During the occupied operational period of the building, the same loop of water is pumped through the tanks, transferring energy back in by melting the ice that was produced the night before and thereby discharging the tanks. This cools that loop down to the required operational temperature for comfort cooling, allowing that water to be pumped to the building loads. In this configuration, the chillers remain off during on-peak operation. While the demand charge still exists, it is now driven only by the energy needed to pump water through the tanks and to the building loads. The chillers remain off, meaning that 100% of their load has been shifted to off-peak periods.
The cost benefits of this design approach can be demonstrated by considering the operation of a high school campus in Florida, which introduced a thermal storage solution. The local utility rates included a demand charge of $14.20 per kW. By shifting 788 peak tons of cooling capacity via ice storage, 1,000 kW of peak demand from the chillers was also shifted to off-peak hours. This resulted in monthly savings during the peak summer cooling season of $14,200 (see Figure 2).
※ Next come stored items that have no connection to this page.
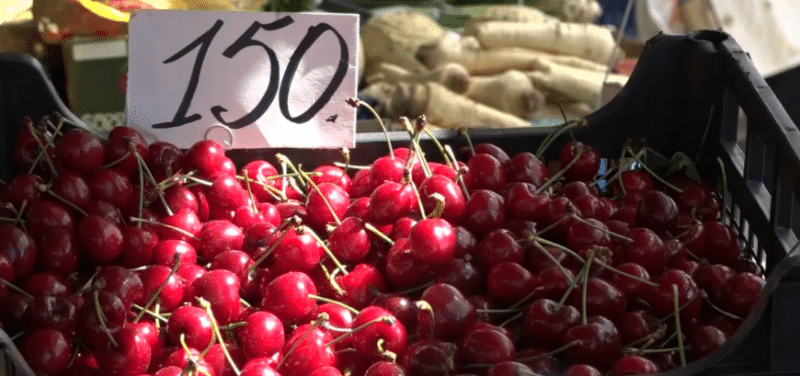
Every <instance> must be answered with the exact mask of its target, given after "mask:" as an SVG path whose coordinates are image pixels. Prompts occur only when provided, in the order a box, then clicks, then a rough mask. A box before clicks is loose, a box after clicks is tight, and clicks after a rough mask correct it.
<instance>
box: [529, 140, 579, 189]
mask: <svg viewBox="0 0 800 376" xmlns="http://www.w3.org/2000/svg"><path fill="white" fill-rule="evenodd" d="M584 149H585V148H579V149H578V152H577V153H575V157H574V158H572V160H571V161H569V163H567V165H566V166H564V167H563V168H561V170H559V171H558V172H556V173H555V174H554V175H553V176H551V177H550V179H547V181H546V182H544V184H542V186H541V187H539V188H537V189H536V191H535V192H533V194H534V195H538V194H541V193H542V192H544V190H545V189H547V188H549V187H550V186H551V185H553V184H555V182H556V181H558V179H560V178H561V177H562V176H564V174H566V173H567V170H569V169H570V168H571V167H572V166H573V165H575V164H576V163H578V161H579V160H580V159H581V155H583V153H585V152H586V151H585V150H584Z"/></svg>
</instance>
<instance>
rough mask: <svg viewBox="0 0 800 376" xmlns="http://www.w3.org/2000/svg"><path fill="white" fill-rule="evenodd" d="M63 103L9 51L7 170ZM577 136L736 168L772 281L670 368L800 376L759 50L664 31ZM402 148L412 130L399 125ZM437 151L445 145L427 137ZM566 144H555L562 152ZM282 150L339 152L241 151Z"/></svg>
mask: <svg viewBox="0 0 800 376" xmlns="http://www.w3.org/2000/svg"><path fill="white" fill-rule="evenodd" d="M52 111H58V112H61V113H63V114H65V115H66V116H67V117H68V118H70V119H72V120H73V121H77V119H75V117H74V115H72V114H70V113H69V111H68V110H67V109H66V108H65V106H64V105H63V103H61V101H60V100H58V97H57V95H56V92H55V90H54V89H53V86H52V85H51V84H50V83H49V81H48V79H47V77H46V75H45V73H44V71H43V70H42V68H41V65H39V64H38V63H37V62H36V61H35V60H34V59H32V58H30V57H26V56H20V55H0V161H2V162H0V179H4V180H5V179H8V177H9V176H11V174H12V173H13V169H14V167H13V166H12V163H10V161H11V157H10V147H11V144H12V143H13V135H15V134H16V131H17V130H18V128H19V126H20V124H21V120H22V118H23V117H24V116H26V115H29V116H31V117H32V118H33V119H38V118H40V117H42V116H44V115H46V114H48V113H50V112H52ZM586 120H587V123H588V127H586V128H583V129H582V130H580V131H578V132H576V137H577V138H579V139H581V140H583V141H586V142H588V143H590V144H592V145H594V146H596V147H598V148H599V149H600V151H601V153H602V154H603V155H604V157H607V158H616V157H618V155H619V150H620V149H621V148H622V146H623V145H624V144H625V142H626V141H627V140H629V139H634V140H638V139H646V140H647V142H648V146H650V147H652V148H653V149H655V150H656V151H658V152H660V153H661V154H663V155H666V156H671V155H672V154H673V153H674V152H676V151H682V152H684V153H686V154H687V155H689V156H690V157H691V158H692V159H694V160H695V161H696V163H697V168H698V171H699V172H700V174H701V176H703V178H705V179H708V180H710V181H712V182H719V181H720V180H721V179H719V177H720V167H719V164H718V162H717V158H720V159H721V160H722V162H723V164H724V166H725V174H726V177H727V189H726V190H725V192H723V195H722V196H723V197H722V198H723V200H722V202H723V204H724V210H725V211H726V217H727V218H728V222H729V223H730V224H731V225H732V226H734V227H735V228H736V229H737V230H738V231H739V234H740V239H741V240H742V241H743V242H744V243H745V246H746V247H745V248H746V249H747V250H748V252H750V253H751V256H752V257H753V258H754V259H755V260H756V261H757V262H758V263H759V264H760V265H761V267H762V268H763V269H764V271H765V273H766V275H768V279H767V284H766V286H765V289H764V293H763V294H762V297H761V299H760V301H759V304H757V306H756V308H755V309H754V311H753V312H752V313H751V314H750V316H749V317H748V318H747V319H746V320H745V321H744V322H743V323H742V325H741V326H740V328H739V330H738V332H737V333H736V334H735V335H734V336H732V337H731V338H730V339H729V340H728V342H727V343H725V344H724V345H723V346H722V347H721V348H720V349H719V350H717V351H716V352H714V353H713V354H711V355H709V356H707V357H705V358H703V359H700V360H698V361H695V362H692V363H690V364H689V365H688V366H687V367H685V368H681V369H677V370H673V371H670V372H665V373H663V375H670V376H673V375H674V376H677V375H715V376H717V375H718V376H721V375H790V374H800V351H798V347H797V346H795V345H794V342H793V340H794V339H795V338H800V320H797V319H795V317H794V315H795V312H796V311H798V308H800V256H797V255H791V256H789V257H787V253H788V252H789V250H790V249H791V248H792V247H793V246H794V245H795V244H796V243H797V241H798V234H800V138H798V130H797V128H796V127H795V125H794V124H793V123H792V121H791V120H790V119H789V116H788V115H787V114H786V111H785V110H784V109H783V108H782V107H781V105H780V102H779V101H778V99H777V98H776V97H775V95H774V94H773V93H772V91H771V90H770V88H769V86H768V85H767V84H766V82H765V81H764V80H763V78H762V77H761V76H760V75H759V74H758V72H757V71H756V70H755V68H754V67H753V65H752V63H751V61H750V59H749V57H748V56H747V54H746V53H745V52H744V51H742V50H741V48H740V47H739V46H738V45H737V44H736V42H735V41H734V40H733V39H732V38H731V37H730V36H728V35H727V34H724V33H721V32H713V31H702V32H697V33H693V34H691V35H688V36H666V35H660V36H657V37H655V38H653V39H652V40H650V41H649V42H648V43H647V46H646V48H645V50H644V52H643V55H642V57H641V59H640V60H639V63H638V66H637V68H636V69H635V70H634V72H633V75H632V77H631V78H630V80H629V82H628V84H627V85H626V87H625V88H624V89H623V91H622V92H621V93H620V94H619V95H618V96H617V97H616V98H614V99H613V100H612V101H611V102H610V103H609V104H607V105H606V106H604V107H603V108H601V109H599V110H598V111H596V112H595V113H593V114H591V115H590V116H588V117H587V119H586ZM545 132H546V130H543V129H523V130H520V129H515V130H507V131H504V130H480V131H479V130H475V131H472V132H470V134H471V135H472V138H473V141H474V142H492V143H495V144H497V145H499V146H501V147H502V148H503V149H504V150H506V151H507V152H508V153H509V154H513V153H517V152H521V151H532V150H535V148H536V147H537V146H538V145H539V143H540V142H541V141H542V139H543V138H544V135H545ZM436 135H437V137H439V138H440V140H441V141H442V142H443V143H447V144H450V145H452V146H454V147H455V148H456V150H458V148H460V147H462V146H464V145H465V143H464V141H463V139H462V138H461V137H460V136H458V134H457V133H456V132H454V131H443V132H437V133H436ZM391 138H392V141H393V143H394V144H395V145H396V146H404V145H406V144H407V142H408V136H407V135H406V134H404V133H399V132H394V133H392V134H391ZM423 147H424V148H425V150H426V153H427V154H428V155H438V152H437V151H436V150H435V149H434V146H433V144H432V142H430V140H428V139H427V138H423ZM557 148H558V145H554V146H553V147H551V149H550V150H557ZM276 152H281V153H284V154H286V155H287V156H289V157H290V158H291V159H292V160H293V161H295V162H296V163H302V164H303V166H304V167H314V166H316V165H320V164H322V163H330V161H333V160H339V159H340V157H339V153H338V151H336V150H327V151H323V150H314V151H307V150H297V149H270V150H267V149H264V150H230V151H228V156H229V157H231V158H232V159H233V160H234V161H235V162H237V163H243V162H245V161H247V160H251V159H255V158H262V159H266V160H269V161H273V162H274V154H275V153H276ZM387 152H388V149H387V147H386V144H385V141H384V139H383V134H373V133H360V134H358V147H356V148H355V149H353V150H351V156H352V162H353V163H355V164H359V163H369V161H372V160H374V159H375V158H377V157H380V156H382V155H384V154H386V153H387ZM0 343H2V345H3V346H4V347H5V350H6V355H7V359H8V361H7V363H9V365H10V366H11V367H10V368H9V370H8V372H7V373H8V374H10V375H23V376H33V374H32V373H31V372H30V368H28V367H27V366H26V365H25V364H24V362H22V361H21V359H20V357H19V352H18V351H17V350H16V349H15V348H14V345H13V344H12V343H11V342H10V340H9V339H8V337H7V336H6V335H5V334H4V333H1V332H0Z"/></svg>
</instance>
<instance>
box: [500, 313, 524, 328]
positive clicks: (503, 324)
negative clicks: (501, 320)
mask: <svg viewBox="0 0 800 376" xmlns="http://www.w3.org/2000/svg"><path fill="white" fill-rule="evenodd" d="M524 316H525V312H520V313H517V314H516V315H514V316H511V317H510V318H509V319H508V320H506V321H503V322H502V323H500V325H499V326H501V327H502V326H506V325H508V324H509V323H511V322H512V321H514V320H517V319H520V318H522V317H524Z"/></svg>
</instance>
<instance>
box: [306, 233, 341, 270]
mask: <svg viewBox="0 0 800 376" xmlns="http://www.w3.org/2000/svg"><path fill="white" fill-rule="evenodd" d="M298 230H302V231H307V232H308V234H309V235H311V237H312V238H314V240H315V241H316V242H317V244H319V246H320V247H322V249H323V250H324V251H325V254H326V255H328V257H330V258H331V261H333V264H334V265H336V268H338V269H339V271H340V272H342V274H344V275H347V269H345V267H344V265H342V263H341V262H339V259H337V258H336V256H335V255H334V254H333V252H332V251H331V249H330V248H328V246H327V245H326V244H325V241H323V240H322V239H320V237H319V235H317V233H316V232H314V230H312V229H311V228H310V227H308V226H301V227H300V228H298Z"/></svg>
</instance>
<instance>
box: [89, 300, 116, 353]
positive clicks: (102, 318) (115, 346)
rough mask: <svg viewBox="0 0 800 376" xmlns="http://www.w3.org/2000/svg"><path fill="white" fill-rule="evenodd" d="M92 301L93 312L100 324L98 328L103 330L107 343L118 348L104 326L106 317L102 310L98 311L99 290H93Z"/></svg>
mask: <svg viewBox="0 0 800 376" xmlns="http://www.w3.org/2000/svg"><path fill="white" fill-rule="evenodd" d="M92 300H93V302H94V312H95V314H96V315H97V321H98V322H100V328H101V329H102V330H103V333H105V334H106V336H108V341H109V342H111V344H112V345H114V347H119V344H118V343H117V341H116V340H115V339H114V336H113V335H111V330H109V329H108V325H106V315H105V313H103V310H102V309H100V290H97V289H95V290H94V291H93V292H92Z"/></svg>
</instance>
When considering the return on investment of such a design, it is key to note that most utilities welcome this shift in demand to their off-peak windows, so much so that many offer direct rebates to customers who employ this strategy. Depending on the building type and storage capacity installed, these rebates will typically cover between 50% and 100% of the delta in construction and procurement costs. In this case, the school district received a one-time rebate of $562,632 โ enough to entirely offset the added first cost of an ice-storage system versus a conventional chiller plant (see Figure 3).

Note that direct chilled water storage, in lieu of ice tanks, is also a viable thermal storage strategy and utilities often do not discriminate between the two.
However, direct storage of high volumes of chilled water requires significant real estate to accommodate a tank holding millions of gallons of water, which is often not feasible in a K-12 application. The initial construction costs are also several orders of magnitude higher versus ice storage, making direct storage a viable solution for vast campuses such as universities and theme parks or industrial applications where chilled water is used for process cooling as opposed to comfort cooling.
Thermal storage as a first-line solution
While serving as a mechanism to lower operational costs, adding ice storage tanks to an HVAC system now may serve to future-proof it to handle ongoing challenges. While originally invented to shift cooling loads, the next generation of advanced, eco-friendly HVAC systems will employ ice tank technology to facilitate heating. As the push to eliminate the combustion of hydrocarbon-based fuels for heating grows, HVAC manufacturers are developing solutions that employ classic water-cooled chillers to serve as heating sources.
Rather than using a cooling tower to reject heat produced by a chiller to the atmosphere, this energy can be used to heat a building directly. With the chiller now acting as a heater, the chilled water side of the system can be tied to ice storage tanks. The system builds ice to heat the space. Heat pumps can then melt the ice to cool the space. In such a configuration, what was once an ice tank is now a thermal battery. With cost savings, energy efficiency and application of green building concepts becoming paramount to building operators, engineers must begin to consider thermal storage as a first-line solution rather than a niche application.